Stonewall Inn on Pride weekend, 2016, the day after President Obama announced the Stonewall National Monument and less than two weeks after the Pulse nightclub shooting in Orlando. Photo: Rhododendrites
The word monument derives from the Latin word monere, which means “to warn.” As monstrum, a noun form derived from this infinitive, the word designates a bad omen—the words monster and premonition share the same root. Today, as monuments are increasingly critiqued for the ideological frameworks and power structures they reinscribe, the question arises: Is the very notion of a monument always destined to become embedded within these ideological “monsters”? Is it possible for monuments to allow for plural accounts of history? Is the monument a form worth arguing for? Bringing together scholars, cultural critics, and artists—including Nona Faustine, Kevin Mumford, Harriet F. Senie, and Jeanne Vaccaro—this panel will consider the histories and futures of monuments in the United States, with a particular focus on the possibilities and challenges of memorializing queer and trans histories.

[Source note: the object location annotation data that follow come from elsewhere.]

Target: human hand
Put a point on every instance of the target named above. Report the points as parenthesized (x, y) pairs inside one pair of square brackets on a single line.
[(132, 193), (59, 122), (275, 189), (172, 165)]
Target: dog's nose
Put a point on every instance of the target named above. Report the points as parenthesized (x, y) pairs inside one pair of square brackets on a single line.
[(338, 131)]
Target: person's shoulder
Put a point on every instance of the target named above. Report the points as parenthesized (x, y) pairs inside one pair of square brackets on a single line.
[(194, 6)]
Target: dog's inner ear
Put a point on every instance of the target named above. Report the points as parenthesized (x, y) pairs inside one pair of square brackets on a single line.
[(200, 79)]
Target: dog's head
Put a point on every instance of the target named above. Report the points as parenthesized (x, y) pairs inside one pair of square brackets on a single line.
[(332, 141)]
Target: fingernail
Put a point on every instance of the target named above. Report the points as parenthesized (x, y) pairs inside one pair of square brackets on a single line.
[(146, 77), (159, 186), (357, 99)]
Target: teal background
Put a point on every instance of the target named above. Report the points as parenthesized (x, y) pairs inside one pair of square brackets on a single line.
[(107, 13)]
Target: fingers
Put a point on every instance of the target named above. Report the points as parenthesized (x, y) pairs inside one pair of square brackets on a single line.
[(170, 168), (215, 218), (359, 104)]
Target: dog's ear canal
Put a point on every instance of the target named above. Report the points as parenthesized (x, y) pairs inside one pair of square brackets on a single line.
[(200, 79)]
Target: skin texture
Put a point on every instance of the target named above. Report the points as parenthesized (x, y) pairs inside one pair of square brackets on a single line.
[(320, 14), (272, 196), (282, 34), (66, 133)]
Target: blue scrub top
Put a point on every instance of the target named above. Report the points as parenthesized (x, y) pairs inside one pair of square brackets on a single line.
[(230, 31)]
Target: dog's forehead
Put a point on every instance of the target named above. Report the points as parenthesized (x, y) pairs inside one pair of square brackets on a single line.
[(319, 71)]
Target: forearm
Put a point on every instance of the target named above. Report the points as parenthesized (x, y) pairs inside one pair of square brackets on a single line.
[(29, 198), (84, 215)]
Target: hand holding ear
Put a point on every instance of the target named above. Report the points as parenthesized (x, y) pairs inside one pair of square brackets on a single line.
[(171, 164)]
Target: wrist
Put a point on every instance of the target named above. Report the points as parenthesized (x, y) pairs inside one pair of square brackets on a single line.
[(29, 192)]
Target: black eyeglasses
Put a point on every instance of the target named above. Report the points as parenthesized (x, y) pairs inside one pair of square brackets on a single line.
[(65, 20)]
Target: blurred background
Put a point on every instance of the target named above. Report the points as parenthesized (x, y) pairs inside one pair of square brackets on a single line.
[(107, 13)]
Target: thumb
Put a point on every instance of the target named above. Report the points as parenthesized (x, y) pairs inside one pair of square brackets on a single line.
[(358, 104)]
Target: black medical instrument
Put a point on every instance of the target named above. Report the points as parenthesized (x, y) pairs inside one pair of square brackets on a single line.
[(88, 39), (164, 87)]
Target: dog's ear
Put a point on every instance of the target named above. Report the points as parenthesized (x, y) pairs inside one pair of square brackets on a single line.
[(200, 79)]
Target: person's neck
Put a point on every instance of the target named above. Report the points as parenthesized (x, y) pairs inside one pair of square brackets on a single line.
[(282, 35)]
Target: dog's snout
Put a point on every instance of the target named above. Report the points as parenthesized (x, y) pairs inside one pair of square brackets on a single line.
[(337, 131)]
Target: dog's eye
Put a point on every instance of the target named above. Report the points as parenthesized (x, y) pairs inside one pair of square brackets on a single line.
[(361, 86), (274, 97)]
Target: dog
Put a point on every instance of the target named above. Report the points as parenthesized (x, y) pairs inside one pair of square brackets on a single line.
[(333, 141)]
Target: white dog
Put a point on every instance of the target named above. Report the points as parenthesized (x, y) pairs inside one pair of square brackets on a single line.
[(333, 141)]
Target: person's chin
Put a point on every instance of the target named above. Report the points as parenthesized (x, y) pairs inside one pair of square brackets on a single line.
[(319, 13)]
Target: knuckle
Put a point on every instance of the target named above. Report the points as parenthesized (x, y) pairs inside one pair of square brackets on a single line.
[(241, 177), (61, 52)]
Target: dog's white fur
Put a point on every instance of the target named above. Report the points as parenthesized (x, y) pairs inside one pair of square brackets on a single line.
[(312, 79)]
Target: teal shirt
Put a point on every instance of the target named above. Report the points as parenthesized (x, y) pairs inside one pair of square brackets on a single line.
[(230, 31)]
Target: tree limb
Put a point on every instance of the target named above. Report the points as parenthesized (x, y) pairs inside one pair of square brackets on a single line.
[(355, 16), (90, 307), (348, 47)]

This program is presented on the occasion of Chris E. Vargas’s exhibition and residency, “Consciousness Razing: The Stonewall Re-memorialization Project,” which embeds MOTHA within the New Museum. This iteration of the project will explore Stonewall as a geographically, demographically, and historically contested site. Throughout MOTHA’s four-month exhibition, Vargas questions what we think we know about the 1969 Stonewall riots in New York, often cited as a formative event for gay liberation and the modern LGBTQI civil rights movement in the US. In 2016, to commemorate the riots, President Obama designated Stonewall Inn and the adjacent Christopher Park a national monument. Yet for years, many of the activists who led the fight against violence and police brutality against queer and trans people—including Sylvia Rivera, Marsha P. Johnson, Miss Major, and many others—were not properly recognized in popular accounts of Stonewall. These figures are increasingly acknowledged in mainstream LGBTQI histories, but narratives of their work often elide their more radical demands and their critiques of racism, economic marginalization, and transphobia. Rather than construct a neat historical trajectory, the overall project contends that attempting to narrate a stable history does the past a disservice. Instead, MOTHA finds new ways to uncover, recast, and recuperate elements of the past.